I am trying to fine-tune the Segment Anything (SAM) model following the recently-posted demo notebook (thanks, @nielsr and @ybelkada !).
I am trying to use 1024x1024 pixel images and masks, but when I try to calculate the loss with
loss = seg_loss(predicted_masks, ground_truth_masks.unsqueeze(1)), I get an error from
AssertionError: ground truth has different shape (torch.Size([1, 1, 1024, 1024])) from input (torch.Size([1, 1, 256, 256]))
Obviously, somewhere in the
model() call, the input 1024x1024 tensor is getting downsampled to 256x256. In the example notebook, the input image is 256x256 already, so the mask is as well.
I am wondering what is the best way to handle this. Should I simply downsample my masks before calculating the loss or is there some parameter I can change so that I can use 1024x1024 masks?
Thanks for your interest in my notebook! You could use torch.nn.functional.interpolate to interpolate the predicted masks to the appropriate size before calculating the loss:
from torch import nn
predicted_masks = nn.functional.interpolate(predicted_masks,
This is also used in the postprocessing method of
I was experimenting with the same notebook. In my case, I have trained on a custom dataset. Now, I want it to predict masks automatically (without any prompts like bounding boxes).
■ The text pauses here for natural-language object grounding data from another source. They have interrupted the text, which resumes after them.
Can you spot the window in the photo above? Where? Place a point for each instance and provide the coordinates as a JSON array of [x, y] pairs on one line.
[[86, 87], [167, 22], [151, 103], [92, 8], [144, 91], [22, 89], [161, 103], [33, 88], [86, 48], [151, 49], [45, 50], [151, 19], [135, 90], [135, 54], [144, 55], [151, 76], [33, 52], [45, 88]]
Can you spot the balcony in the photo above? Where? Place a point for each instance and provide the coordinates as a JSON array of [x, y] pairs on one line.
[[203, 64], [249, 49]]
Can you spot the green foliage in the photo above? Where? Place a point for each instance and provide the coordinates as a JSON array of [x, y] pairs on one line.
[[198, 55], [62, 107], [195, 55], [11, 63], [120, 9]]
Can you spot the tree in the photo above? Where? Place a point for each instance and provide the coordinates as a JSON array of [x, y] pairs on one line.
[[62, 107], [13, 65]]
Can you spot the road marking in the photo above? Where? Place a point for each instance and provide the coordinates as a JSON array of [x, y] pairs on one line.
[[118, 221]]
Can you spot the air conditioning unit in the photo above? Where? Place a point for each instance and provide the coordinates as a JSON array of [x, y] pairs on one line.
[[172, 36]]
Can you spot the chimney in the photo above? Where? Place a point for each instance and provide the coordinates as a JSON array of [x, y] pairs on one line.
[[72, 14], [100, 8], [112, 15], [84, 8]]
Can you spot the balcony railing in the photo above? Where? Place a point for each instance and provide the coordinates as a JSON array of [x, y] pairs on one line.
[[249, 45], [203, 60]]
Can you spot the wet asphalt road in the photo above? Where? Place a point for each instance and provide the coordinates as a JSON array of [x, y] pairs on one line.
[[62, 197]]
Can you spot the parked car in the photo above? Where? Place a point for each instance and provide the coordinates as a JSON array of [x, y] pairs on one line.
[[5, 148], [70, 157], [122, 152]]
How to do it?
I tried a few things (
input_boxes = [0,0,img_width, img_height], using
pipeline("mask-generator", model=my_model, processor = my_processor) from here and loading my checkpoint like in here) but they didn’t work.
To use the model finetuned with the pipeline you can save the processor and tuned model with save_pretrained and pass the same folder, after that you can pass to the pipeline the path where you save the with the save_pretrained method.
Hi, I’ve just made an issue about this as had the same problem. My inputs + masks are not all the same size so couldn’t work out how to implement the solution you suggested but just resized my masks instead. Just thought would be good to comment here incase others find this thread.